For the record, I have no doubt that you can kick both my and my mom's asses. Quickly and efficiently and with lots of random pop culture references.

delilah, the unruly helpmeet said...

As I mentioned on FB, I've never beat up a priest, so your mom is the perfect target for my post-Shred aggression. And I'd, like, quote The Office while I did it.

Runs with Granchildren said...

...but you DID throw up on a priest in Italy, did you not?!?

K A B L O O E Y said...

You could definitely kick MY ass.

I'd be more impressed with the kickassery (must use this excellent new word) of your playlist if I was familiar with the songs. They probably play some in my spin class, but those are the times I'm dying inside and waiting for Son of a Preacherman to finally start up.

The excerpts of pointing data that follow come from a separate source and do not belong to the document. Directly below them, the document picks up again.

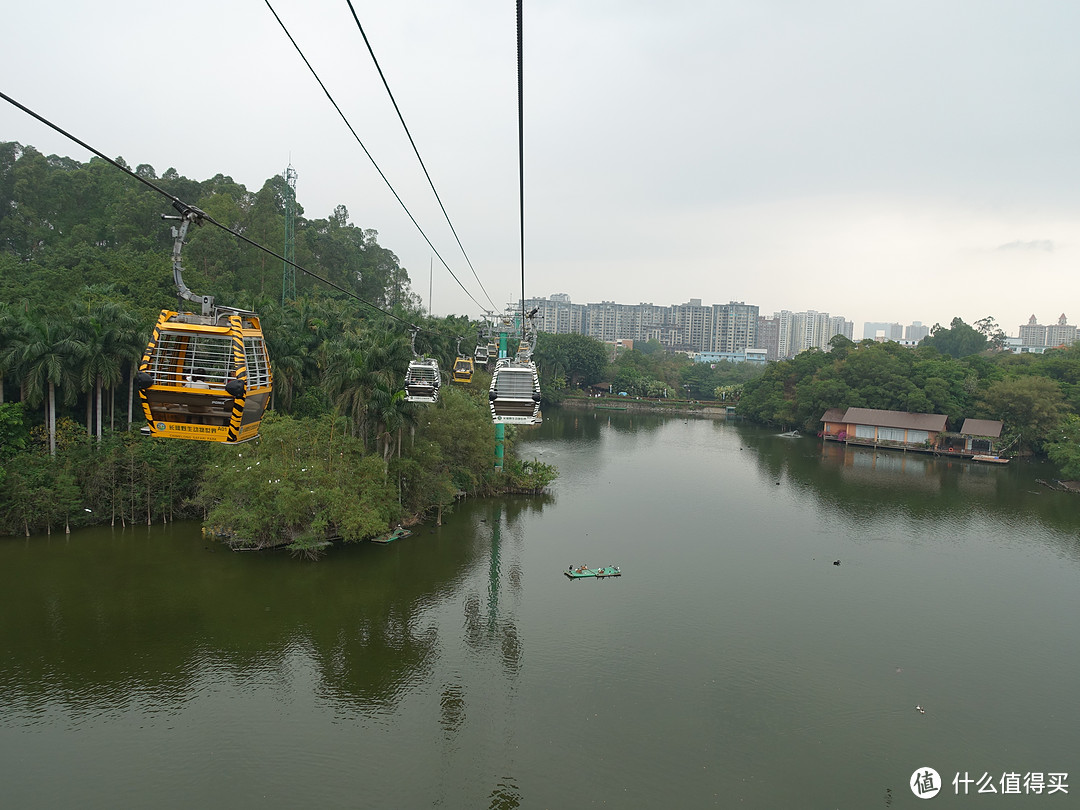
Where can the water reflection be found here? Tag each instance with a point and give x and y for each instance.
(100, 626)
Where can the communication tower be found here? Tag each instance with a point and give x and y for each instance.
(288, 274)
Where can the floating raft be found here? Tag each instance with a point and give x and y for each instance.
(395, 535)
(583, 571)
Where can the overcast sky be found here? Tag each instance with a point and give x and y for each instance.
(880, 161)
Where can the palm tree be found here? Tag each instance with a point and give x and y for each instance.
(348, 381)
(8, 328)
(104, 339)
(44, 351)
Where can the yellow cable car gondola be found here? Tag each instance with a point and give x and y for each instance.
(462, 369)
(204, 377)
(462, 366)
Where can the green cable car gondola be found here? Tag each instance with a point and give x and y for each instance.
(203, 376)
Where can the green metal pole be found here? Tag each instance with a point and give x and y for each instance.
(500, 430)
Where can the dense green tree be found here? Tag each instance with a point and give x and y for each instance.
(958, 340)
(1064, 446)
(1030, 407)
(579, 359)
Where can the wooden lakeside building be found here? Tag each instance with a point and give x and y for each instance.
(912, 432)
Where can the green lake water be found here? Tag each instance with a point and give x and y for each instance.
(732, 664)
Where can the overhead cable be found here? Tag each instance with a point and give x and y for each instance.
(416, 150)
(183, 206)
(376, 165)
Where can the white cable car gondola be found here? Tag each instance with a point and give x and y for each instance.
(204, 377)
(421, 378)
(514, 395)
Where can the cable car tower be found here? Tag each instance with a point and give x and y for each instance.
(288, 272)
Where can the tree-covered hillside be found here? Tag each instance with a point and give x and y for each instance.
(84, 269)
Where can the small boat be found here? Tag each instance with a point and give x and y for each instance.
(583, 571)
(395, 535)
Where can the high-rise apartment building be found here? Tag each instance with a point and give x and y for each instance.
(736, 326)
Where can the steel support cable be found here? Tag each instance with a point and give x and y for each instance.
(376, 165)
(521, 150)
(184, 207)
(417, 151)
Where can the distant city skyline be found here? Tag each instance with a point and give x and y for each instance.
(607, 320)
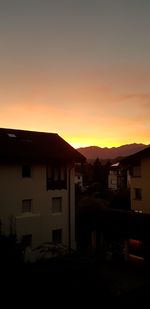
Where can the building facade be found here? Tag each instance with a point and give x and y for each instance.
(37, 195)
(139, 169)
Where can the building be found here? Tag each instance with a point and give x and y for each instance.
(118, 177)
(138, 165)
(37, 199)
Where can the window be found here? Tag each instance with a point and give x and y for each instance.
(26, 170)
(138, 193)
(56, 177)
(136, 171)
(57, 236)
(26, 240)
(56, 204)
(26, 206)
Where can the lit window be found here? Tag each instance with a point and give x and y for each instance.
(57, 236)
(11, 135)
(136, 171)
(138, 193)
(56, 204)
(26, 171)
(26, 206)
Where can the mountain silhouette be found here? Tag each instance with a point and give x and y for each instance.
(93, 152)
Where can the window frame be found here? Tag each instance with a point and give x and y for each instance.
(23, 206)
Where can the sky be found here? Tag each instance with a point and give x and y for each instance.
(79, 68)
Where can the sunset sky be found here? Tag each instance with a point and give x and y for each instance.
(79, 68)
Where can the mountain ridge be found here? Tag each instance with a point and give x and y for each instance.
(93, 152)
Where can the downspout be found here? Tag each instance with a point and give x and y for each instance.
(69, 210)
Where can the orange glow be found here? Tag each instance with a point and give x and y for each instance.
(84, 112)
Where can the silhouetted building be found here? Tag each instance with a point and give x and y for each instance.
(138, 165)
(37, 195)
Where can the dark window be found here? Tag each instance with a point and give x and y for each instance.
(56, 177)
(26, 170)
(138, 193)
(57, 236)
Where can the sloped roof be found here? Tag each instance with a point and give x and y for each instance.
(136, 157)
(36, 146)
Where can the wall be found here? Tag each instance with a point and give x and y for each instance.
(41, 222)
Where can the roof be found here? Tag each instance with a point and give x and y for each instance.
(136, 157)
(34, 146)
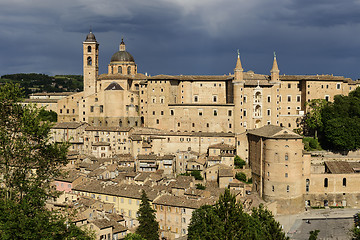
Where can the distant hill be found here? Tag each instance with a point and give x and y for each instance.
(35, 82)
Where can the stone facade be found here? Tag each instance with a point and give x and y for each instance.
(227, 103)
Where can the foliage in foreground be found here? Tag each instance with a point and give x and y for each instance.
(314, 234)
(311, 144)
(227, 220)
(338, 123)
(28, 164)
(148, 226)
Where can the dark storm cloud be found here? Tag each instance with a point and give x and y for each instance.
(183, 36)
(321, 13)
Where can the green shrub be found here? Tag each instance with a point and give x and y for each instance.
(238, 162)
(196, 174)
(311, 144)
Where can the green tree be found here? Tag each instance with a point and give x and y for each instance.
(200, 186)
(341, 122)
(313, 118)
(240, 176)
(134, 236)
(227, 220)
(50, 116)
(314, 234)
(148, 226)
(238, 162)
(196, 174)
(355, 233)
(28, 164)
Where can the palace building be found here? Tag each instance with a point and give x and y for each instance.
(232, 103)
(199, 122)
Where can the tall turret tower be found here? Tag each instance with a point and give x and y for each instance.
(90, 64)
(238, 89)
(275, 72)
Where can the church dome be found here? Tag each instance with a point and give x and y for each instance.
(122, 56)
(90, 37)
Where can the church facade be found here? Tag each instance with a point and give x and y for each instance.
(192, 103)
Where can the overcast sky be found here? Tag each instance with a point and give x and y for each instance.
(183, 36)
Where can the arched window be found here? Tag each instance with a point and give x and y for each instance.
(257, 97)
(89, 60)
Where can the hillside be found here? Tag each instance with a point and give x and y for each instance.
(35, 82)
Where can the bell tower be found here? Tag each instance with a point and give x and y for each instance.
(90, 63)
(238, 83)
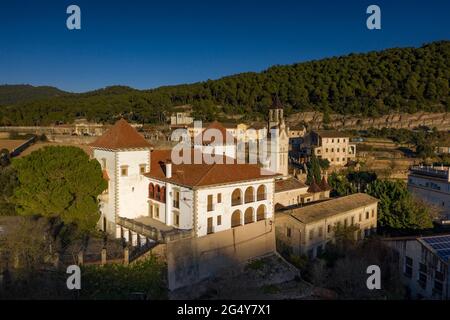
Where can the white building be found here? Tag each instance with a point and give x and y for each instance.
(424, 265)
(432, 185)
(181, 119)
(279, 137)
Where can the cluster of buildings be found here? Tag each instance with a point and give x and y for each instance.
(206, 217)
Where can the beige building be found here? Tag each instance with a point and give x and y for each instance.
(307, 230)
(332, 145)
(293, 192)
(432, 185)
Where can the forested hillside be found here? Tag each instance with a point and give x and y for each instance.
(371, 84)
(10, 94)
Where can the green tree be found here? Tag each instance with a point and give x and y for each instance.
(397, 208)
(60, 182)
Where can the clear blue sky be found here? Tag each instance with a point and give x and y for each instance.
(146, 44)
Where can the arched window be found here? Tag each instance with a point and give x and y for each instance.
(236, 197)
(261, 193)
(249, 195)
(236, 219)
(157, 192)
(162, 195)
(248, 216)
(261, 213)
(151, 191)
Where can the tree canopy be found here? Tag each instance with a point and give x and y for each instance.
(59, 182)
(369, 84)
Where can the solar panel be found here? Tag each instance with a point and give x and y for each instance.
(440, 244)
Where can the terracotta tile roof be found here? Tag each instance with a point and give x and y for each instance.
(331, 134)
(325, 209)
(289, 184)
(314, 187)
(121, 136)
(199, 175)
(227, 137)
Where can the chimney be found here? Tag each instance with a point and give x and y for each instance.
(168, 169)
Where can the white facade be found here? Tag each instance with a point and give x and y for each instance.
(433, 186)
(126, 195)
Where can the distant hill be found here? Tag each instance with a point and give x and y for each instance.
(11, 94)
(368, 85)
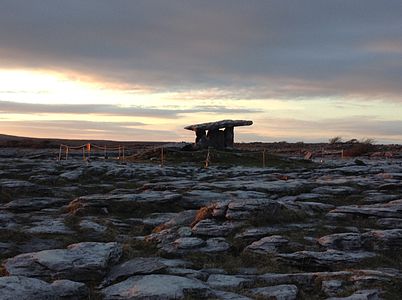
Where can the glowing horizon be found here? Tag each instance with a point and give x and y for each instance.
(129, 77)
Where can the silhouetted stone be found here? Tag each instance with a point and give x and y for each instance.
(216, 138)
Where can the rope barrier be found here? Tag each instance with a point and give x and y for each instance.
(86, 150)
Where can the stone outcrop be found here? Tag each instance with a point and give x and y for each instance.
(82, 261)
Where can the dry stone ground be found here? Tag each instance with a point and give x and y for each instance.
(110, 230)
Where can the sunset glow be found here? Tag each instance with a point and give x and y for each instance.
(160, 75)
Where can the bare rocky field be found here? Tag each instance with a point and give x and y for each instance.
(111, 230)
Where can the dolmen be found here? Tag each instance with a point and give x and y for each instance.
(218, 135)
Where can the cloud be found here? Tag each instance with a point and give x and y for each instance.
(114, 110)
(87, 130)
(278, 48)
(383, 131)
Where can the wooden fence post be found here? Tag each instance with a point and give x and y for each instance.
(207, 160)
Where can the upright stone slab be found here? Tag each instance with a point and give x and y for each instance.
(215, 137)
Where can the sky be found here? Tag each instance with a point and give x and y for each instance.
(301, 70)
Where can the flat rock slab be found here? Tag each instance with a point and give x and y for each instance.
(326, 258)
(221, 281)
(218, 125)
(278, 292)
(210, 227)
(342, 241)
(269, 244)
(25, 288)
(157, 287)
(373, 294)
(136, 266)
(121, 202)
(32, 204)
(391, 209)
(82, 261)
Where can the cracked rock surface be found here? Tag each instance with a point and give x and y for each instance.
(111, 230)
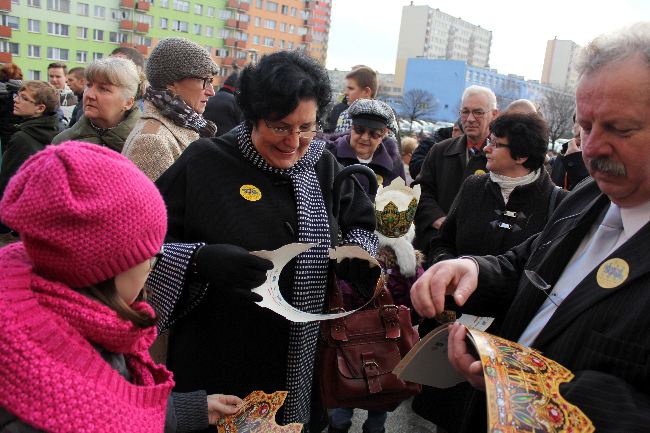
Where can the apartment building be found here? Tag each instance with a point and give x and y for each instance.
(429, 33)
(34, 33)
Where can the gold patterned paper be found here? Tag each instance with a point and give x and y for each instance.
(522, 388)
(258, 415)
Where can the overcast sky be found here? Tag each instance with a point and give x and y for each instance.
(366, 31)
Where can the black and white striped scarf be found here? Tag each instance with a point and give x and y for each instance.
(310, 276)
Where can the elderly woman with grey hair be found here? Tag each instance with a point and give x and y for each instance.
(180, 74)
(109, 113)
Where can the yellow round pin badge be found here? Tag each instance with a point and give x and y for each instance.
(250, 192)
(612, 273)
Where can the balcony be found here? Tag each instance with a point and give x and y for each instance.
(5, 32)
(143, 5)
(142, 27)
(126, 25)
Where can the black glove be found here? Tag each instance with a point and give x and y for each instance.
(233, 268)
(359, 273)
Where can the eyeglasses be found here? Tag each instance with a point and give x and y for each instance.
(22, 98)
(374, 133)
(207, 81)
(155, 259)
(492, 141)
(285, 131)
(478, 113)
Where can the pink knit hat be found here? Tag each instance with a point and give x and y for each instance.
(84, 212)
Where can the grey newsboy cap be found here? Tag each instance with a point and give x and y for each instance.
(176, 58)
(371, 113)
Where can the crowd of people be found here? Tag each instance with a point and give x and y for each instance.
(132, 195)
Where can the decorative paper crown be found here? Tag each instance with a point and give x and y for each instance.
(395, 207)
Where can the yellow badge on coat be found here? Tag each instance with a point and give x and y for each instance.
(612, 273)
(250, 192)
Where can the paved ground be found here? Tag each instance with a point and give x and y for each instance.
(402, 420)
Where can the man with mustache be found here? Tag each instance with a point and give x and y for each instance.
(593, 318)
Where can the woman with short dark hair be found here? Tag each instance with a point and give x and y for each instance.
(265, 184)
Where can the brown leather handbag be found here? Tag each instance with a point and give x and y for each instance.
(358, 352)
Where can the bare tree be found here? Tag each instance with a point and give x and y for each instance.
(558, 108)
(417, 104)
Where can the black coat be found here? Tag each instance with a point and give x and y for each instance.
(32, 135)
(445, 168)
(223, 110)
(601, 335)
(229, 345)
(480, 222)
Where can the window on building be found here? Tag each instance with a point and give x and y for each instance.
(99, 12)
(34, 51)
(181, 5)
(58, 29)
(11, 21)
(33, 26)
(59, 5)
(271, 6)
(57, 53)
(83, 9)
(10, 47)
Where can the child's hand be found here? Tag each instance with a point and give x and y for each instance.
(220, 404)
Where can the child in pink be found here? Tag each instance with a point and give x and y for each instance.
(74, 333)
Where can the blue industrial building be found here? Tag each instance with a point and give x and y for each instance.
(447, 79)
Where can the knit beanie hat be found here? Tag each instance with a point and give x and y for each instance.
(84, 212)
(176, 58)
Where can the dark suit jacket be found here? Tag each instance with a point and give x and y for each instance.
(601, 335)
(443, 172)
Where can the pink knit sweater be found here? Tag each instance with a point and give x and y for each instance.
(51, 376)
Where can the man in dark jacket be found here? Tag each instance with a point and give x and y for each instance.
(222, 108)
(449, 162)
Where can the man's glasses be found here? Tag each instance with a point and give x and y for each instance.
(374, 133)
(478, 113)
(206, 81)
(285, 131)
(22, 98)
(156, 259)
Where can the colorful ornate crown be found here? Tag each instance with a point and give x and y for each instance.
(395, 207)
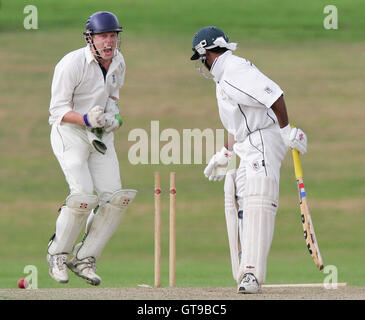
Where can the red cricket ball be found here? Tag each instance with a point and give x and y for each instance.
(23, 283)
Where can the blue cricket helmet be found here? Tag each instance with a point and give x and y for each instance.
(204, 39)
(102, 21)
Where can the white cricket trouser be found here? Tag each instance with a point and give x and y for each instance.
(85, 169)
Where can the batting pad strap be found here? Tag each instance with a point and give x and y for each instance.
(83, 202)
(231, 215)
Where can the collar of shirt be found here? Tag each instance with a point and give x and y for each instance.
(90, 57)
(218, 65)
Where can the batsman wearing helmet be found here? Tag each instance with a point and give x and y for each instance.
(84, 113)
(253, 111)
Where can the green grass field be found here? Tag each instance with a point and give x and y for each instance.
(321, 72)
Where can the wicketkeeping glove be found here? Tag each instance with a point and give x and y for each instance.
(218, 165)
(294, 138)
(112, 122)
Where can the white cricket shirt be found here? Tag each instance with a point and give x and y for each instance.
(78, 83)
(244, 95)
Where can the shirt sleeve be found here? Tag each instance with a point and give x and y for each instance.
(249, 86)
(65, 80)
(120, 76)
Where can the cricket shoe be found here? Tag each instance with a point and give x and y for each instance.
(85, 269)
(249, 284)
(57, 267)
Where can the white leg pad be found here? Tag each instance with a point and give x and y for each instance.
(231, 214)
(103, 224)
(70, 222)
(260, 206)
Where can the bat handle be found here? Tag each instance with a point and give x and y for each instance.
(297, 164)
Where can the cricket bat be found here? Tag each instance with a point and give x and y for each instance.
(309, 235)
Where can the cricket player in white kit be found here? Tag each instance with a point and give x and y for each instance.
(84, 113)
(252, 110)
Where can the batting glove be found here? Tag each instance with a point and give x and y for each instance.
(294, 138)
(218, 165)
(95, 118)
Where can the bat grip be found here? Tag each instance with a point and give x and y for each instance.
(297, 164)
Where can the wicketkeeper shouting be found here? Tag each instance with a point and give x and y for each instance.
(253, 111)
(84, 113)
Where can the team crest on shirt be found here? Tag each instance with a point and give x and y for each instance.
(268, 90)
(256, 165)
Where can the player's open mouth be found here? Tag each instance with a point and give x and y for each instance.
(108, 51)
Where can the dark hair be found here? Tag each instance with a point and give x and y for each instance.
(218, 50)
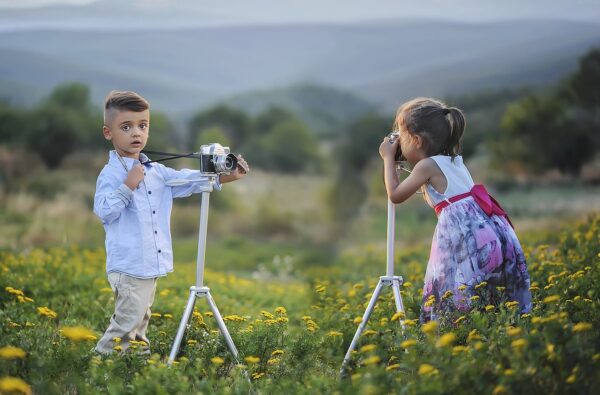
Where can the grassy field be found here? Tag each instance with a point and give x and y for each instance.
(292, 285)
(292, 332)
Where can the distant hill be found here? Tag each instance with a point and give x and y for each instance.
(323, 109)
(181, 70)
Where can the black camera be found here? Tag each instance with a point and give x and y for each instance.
(393, 136)
(216, 159)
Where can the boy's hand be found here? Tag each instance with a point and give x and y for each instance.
(135, 176)
(387, 150)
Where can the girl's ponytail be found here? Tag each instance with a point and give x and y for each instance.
(457, 127)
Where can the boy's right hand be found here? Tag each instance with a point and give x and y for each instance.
(135, 176)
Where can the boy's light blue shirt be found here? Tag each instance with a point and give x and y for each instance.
(137, 223)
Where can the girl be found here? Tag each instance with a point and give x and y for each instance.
(474, 250)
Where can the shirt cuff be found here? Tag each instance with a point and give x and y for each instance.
(124, 193)
(218, 184)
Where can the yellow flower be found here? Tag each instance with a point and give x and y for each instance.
(408, 343)
(47, 312)
(518, 344)
(372, 360)
(459, 349)
(551, 299)
(473, 335)
(447, 295)
(410, 322)
(266, 314)
(10, 352)
(582, 327)
(10, 384)
(252, 359)
(429, 327)
(280, 310)
(511, 331)
(446, 340)
(257, 376)
(398, 316)
(77, 333)
(368, 347)
(427, 369)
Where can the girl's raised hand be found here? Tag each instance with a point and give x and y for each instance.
(388, 150)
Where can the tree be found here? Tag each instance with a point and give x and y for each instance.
(544, 134)
(289, 147)
(62, 123)
(556, 129)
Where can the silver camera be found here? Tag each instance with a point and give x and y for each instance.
(216, 159)
(393, 136)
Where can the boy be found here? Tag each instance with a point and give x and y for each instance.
(134, 204)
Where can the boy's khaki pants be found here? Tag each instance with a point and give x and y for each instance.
(133, 298)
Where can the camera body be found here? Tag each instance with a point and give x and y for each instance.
(216, 159)
(393, 136)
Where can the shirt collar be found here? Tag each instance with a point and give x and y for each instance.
(113, 160)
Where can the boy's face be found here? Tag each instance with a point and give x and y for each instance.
(128, 131)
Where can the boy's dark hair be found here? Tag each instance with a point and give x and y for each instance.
(125, 100)
(440, 126)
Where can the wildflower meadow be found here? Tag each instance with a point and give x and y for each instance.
(292, 336)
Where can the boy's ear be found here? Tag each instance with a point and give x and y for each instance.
(106, 133)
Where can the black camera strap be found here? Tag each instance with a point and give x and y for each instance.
(168, 154)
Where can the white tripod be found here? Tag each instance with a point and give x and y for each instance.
(388, 280)
(199, 290)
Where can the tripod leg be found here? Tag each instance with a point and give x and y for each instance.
(184, 320)
(363, 324)
(222, 326)
(398, 299)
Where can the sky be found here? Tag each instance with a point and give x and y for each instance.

I just said today that I should blog about the time I accidentally texted "I need TP for my bunghole" to my (then) stepdaughter in college. I was trying to ask her dad to bring some up from downstairs. No, that wasn't mortifying.

delilah, the unruly helpmeet said...

Yes! I threw up on a priest in Florence! Good times. Thanks for the reminder.

Americans: bringing class to Europe, one vomit-soaked scarf at a time.

stephanie constantin said...

you could probably kick my ass easier than my mom's...she's pretty scrappy. I on the other hand am weak and pathetic...I fear Jillian is going to kill me

Puss in Boots said...

My mom's playlist might actually be more badass than yours, but her rheumatoid arthritis is the clincher. You could fold her up like a pretzel.

Or use the smell of dishwashing soap to remind her of her injections. She has this weird Pavlovian reaction to it (because she takes her shot every night in the kitchen) that makes her feel nauseous.

However, you do know if you kicked my mom's ass I'd be obligated to kick yours. I'm not physically capable of hurting you with my puny little noodle fists, but I am the filthiest kind of punk rocker and anything extended toward me in violence is likely to stick on the miasma that coats my ripped up, stained clothes, which I haven't changed in a really long time.

Stalemate: I am bruised and bleeding, but you have to beg for my to rub my hair grease on your fists and sh*tkickers just so you can get your limbs back.

Jewels said...

I dunno... my mom's pretty tough. I once saw her take down a bear using only the lid from the garbage can.